For SF/Fantasy, the author has a definite incentive to get more use out of those lovingly-detailed universes! Consider that Mercedes Lackey’s Valdemar has run to something like 25 novels, and all but the most recent trilogy (“Owl”) were following up on background and hooks from the first trilogy (“Arrows”).
Then again, sometimes the readers take over…. I’m thinking especially of Piers Anthony, who had readers howling for more Xanth long after *he* was sick of it.
it’s because you can have the attachment to the main character the audience gets attached to, while at the same time introducing a whole new ensamble of characters in every novel.
The main story is the new charachters, but we are already quite familiar with the main charachter.
It’s less likely to work with a romantic novel where, say, a heroine meets a whole new circle of new friends in every novel and becomes emotionally envolved with one of them.
Or other similar situations.
I used to wonder the very same thing about SF: Why so many series?
In SF, there’s supposed to be at least a gesture toward novelty and fresh ideas.
TNH once explained it (and I’ll attempt to paraphrase from memory): something to the effect of, “In the entire history of reading, no reader has ever finished a book and exclaimed ‘That was great! I never want to read anything like that ever again!’ “
There are several reasons to serialise – keeping the characters, keeping the fictional universe. I see David and Bob has pointed out that it is mainly the keeping of the universe that SF and fantasy does. If it is the plot that is too large they usually goes for trilogies instead.
I would add to Bob’s explanation with that I think the author doesn’t have to invest an effort to invent a new fictional universe entirely from scratch. It’s a reader-author win-win situation. Until one part gets fed up.
This is probably another of the reasons why genre fiction doesn’t get any respect from literature. Or maybe another facet of an underlying reason.
There has been a (fairly recent?) trend in romance novels to have a “series” be a set of books about siblings, friends, co-worker, or the like.

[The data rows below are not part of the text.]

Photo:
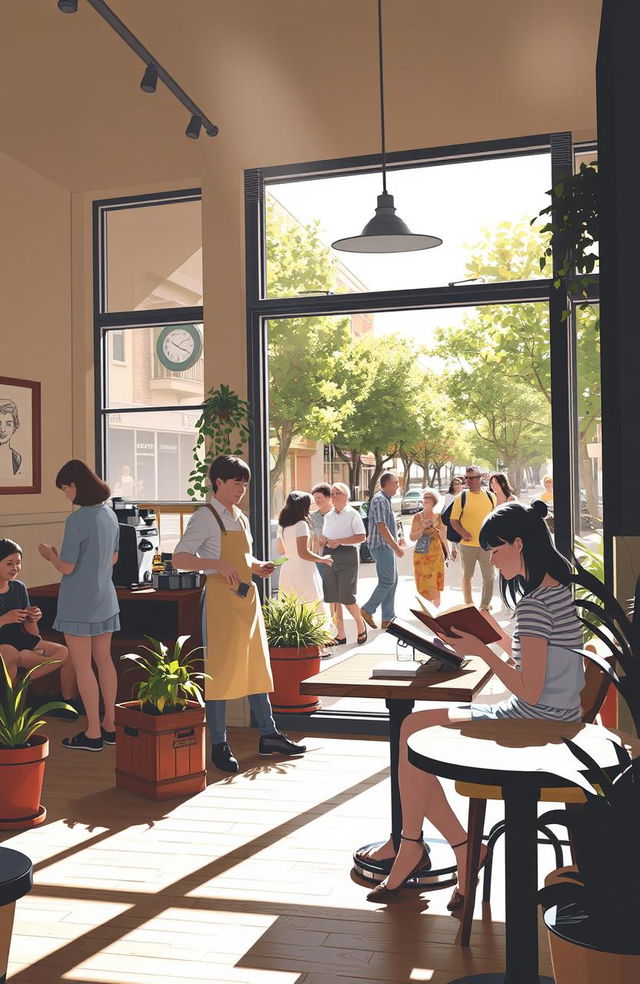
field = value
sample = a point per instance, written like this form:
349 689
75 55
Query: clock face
180 347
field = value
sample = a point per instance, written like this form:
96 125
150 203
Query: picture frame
20 450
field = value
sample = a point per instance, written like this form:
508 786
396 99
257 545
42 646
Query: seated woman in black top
20 642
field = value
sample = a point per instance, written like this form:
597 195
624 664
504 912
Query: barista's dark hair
227 466
512 520
8 547
90 490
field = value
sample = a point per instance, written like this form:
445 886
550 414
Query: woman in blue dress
87 602
544 676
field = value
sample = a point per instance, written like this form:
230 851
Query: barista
218 542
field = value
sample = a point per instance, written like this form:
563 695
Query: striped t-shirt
550 614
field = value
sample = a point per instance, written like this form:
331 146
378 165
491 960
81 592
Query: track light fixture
195 125
149 79
153 70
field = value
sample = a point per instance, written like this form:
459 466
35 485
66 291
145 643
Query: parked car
411 501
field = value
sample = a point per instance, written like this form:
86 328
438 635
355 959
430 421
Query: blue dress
87 600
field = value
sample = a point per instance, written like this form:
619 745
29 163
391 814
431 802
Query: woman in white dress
299 575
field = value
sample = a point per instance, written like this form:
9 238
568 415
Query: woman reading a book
545 679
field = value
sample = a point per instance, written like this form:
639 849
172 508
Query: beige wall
35 286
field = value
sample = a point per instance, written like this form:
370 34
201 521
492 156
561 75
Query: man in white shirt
217 541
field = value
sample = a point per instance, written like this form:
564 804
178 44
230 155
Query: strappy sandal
457 898
383 894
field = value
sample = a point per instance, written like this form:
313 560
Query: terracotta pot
21 778
160 755
289 667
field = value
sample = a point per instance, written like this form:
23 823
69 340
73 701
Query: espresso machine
139 543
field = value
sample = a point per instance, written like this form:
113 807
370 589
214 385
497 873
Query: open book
466 617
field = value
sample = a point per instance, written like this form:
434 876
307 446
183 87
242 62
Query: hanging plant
573 227
223 428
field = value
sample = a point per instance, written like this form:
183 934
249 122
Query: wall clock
179 347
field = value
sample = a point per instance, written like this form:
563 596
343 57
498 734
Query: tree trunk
285 436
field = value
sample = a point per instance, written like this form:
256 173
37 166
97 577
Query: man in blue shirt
385 548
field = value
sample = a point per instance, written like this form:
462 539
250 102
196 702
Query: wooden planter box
160 756
289 667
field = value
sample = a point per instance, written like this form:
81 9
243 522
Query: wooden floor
247 883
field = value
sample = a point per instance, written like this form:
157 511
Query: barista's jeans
260 707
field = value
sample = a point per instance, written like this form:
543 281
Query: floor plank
247 883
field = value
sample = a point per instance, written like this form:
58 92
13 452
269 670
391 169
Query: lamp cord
381 69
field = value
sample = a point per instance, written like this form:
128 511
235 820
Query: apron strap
241 519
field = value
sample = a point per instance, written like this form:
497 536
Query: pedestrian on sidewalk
386 549
472 506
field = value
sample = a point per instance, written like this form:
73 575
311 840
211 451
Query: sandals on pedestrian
383 894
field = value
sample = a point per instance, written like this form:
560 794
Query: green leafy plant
223 428
18 721
293 623
170 680
573 226
593 562
606 884
606 619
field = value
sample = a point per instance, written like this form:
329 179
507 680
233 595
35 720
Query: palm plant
293 623
18 721
606 619
170 679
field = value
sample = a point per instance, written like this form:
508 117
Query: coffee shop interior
133 230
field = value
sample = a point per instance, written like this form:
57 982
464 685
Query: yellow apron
237 652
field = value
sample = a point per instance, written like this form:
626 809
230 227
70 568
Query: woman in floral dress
431 548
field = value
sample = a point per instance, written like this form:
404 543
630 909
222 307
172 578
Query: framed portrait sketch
19 435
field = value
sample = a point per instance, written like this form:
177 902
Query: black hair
90 490
323 488
227 466
295 508
8 547
540 557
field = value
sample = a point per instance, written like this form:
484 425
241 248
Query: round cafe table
521 757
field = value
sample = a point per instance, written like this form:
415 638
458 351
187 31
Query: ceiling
285 80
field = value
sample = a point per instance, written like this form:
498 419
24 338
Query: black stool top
16 875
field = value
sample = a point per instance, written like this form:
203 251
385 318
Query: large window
150 343
484 361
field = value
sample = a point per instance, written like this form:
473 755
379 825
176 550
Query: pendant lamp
386 232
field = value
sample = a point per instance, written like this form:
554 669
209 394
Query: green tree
516 336
305 354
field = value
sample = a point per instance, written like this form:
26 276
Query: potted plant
593 910
160 747
22 752
296 634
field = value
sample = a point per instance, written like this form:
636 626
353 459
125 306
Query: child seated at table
21 645
544 676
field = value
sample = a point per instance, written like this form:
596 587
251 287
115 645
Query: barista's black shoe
278 743
223 758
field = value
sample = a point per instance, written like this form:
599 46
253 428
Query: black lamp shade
149 79
386 233
195 125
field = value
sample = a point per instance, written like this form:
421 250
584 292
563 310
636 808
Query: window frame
105 321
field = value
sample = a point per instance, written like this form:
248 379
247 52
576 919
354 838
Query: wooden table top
496 752
351 677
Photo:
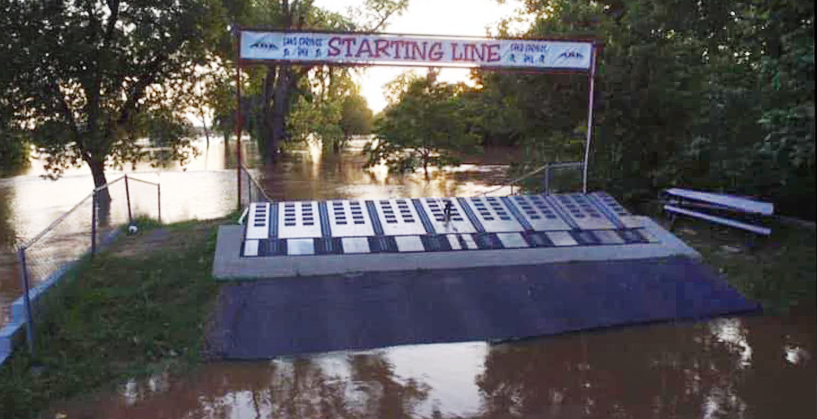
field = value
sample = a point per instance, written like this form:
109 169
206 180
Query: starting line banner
387 49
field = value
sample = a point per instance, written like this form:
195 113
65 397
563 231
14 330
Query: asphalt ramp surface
287 316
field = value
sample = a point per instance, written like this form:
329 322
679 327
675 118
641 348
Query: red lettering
478 54
493 53
364 48
333 49
348 42
407 49
415 50
396 45
435 53
381 46
454 56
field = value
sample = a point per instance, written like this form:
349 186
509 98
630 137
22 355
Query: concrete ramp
285 239
264 319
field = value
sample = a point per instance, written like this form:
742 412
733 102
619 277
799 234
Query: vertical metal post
93 224
159 200
547 179
29 319
238 114
127 198
249 189
590 101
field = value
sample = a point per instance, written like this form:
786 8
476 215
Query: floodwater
203 188
751 367
741 367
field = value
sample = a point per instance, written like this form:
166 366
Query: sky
433 17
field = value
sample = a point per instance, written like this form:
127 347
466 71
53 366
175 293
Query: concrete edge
229 265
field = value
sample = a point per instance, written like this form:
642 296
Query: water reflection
662 371
203 188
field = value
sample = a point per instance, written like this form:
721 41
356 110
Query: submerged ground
139 311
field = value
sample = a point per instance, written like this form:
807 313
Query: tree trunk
280 107
204 124
98 172
267 138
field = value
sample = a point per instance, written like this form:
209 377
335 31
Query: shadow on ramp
265 319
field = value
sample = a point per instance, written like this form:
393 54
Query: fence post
29 319
547 179
249 191
93 224
127 197
159 200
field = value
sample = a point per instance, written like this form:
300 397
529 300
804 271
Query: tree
426 126
94 76
710 95
282 85
357 118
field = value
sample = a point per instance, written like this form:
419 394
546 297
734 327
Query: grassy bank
779 271
137 308
141 306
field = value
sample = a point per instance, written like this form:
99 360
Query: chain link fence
550 178
80 232
250 189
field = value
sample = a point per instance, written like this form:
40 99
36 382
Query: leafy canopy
426 126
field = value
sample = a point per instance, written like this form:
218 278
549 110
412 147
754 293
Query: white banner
382 49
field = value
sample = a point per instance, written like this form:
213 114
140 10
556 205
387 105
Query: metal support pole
590 101
547 179
93 224
159 201
127 198
238 115
29 318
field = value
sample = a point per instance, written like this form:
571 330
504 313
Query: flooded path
204 188
753 367
743 367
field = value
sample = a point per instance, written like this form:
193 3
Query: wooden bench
725 207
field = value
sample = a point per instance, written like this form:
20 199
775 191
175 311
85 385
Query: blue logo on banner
571 54
265 43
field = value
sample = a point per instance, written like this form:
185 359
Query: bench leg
673 219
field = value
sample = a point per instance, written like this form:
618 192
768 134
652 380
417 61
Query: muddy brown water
202 188
743 367
751 367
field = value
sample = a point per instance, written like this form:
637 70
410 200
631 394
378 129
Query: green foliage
356 117
287 102
13 152
709 95
93 77
428 125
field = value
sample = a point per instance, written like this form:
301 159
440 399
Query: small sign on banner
387 49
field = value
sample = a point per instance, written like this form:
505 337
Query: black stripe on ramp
423 216
378 228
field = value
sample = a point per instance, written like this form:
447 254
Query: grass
140 307
779 271
118 316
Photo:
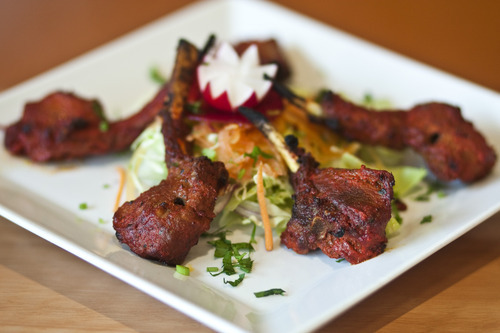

Each sibling/friend/co-worker gets a turn being the center of a book, while the rest hang out in the background. The success of this varies.
I don’t know about literature discussions or analysis, but if genre fiction gets disrespect for repeating set elements, it feels misguided to me. Some fictional universes in SF and fantasy are major creative work, and is hard to repeat consistently.
It would be more satisfying if the creations of art, literature, movies, television and gaming were compared for things like creativity instead of specific technique.
I suspect you can blame Sir Arthur Conan Doyle. The Sherlock Holmes stories were an astonishing publishing phenomenon in their day, and more or less defined the genre because for the next hundred years everybody has been trying to repeat the tric.
The problem (I think) is not so much that elements are repeated, but that elements are repeated because reader familiarity makes for an easier sale.
But maybe the problem is the repetition of elements. The point of creating a new world should be that it allows you to tell a particular story. If you’re writing stories because you want to return to a particular world, or because you saw the world creation as the most important creative work in your book, that’s a problem.
“The point of creating a new world should be that it allows you to tell a particular story.”
Not necessarily. The world as creation and/or backdrop is also a creative element.
“If you’re writing stories because you want to return to a particular world, or because you saw the world creation as the most important creative work in your book, that’s a problem.”
Not if the world (or characters) were very effort expensive to create. Any of the elements world, characters or story must change of course. (I read more SF since other genres has so repetitive and/or predictive characters and stories – it quickly becomes boring.)
I suspect whatever literary establishment it is that doesn’t respect genre fiction would see these things as problems.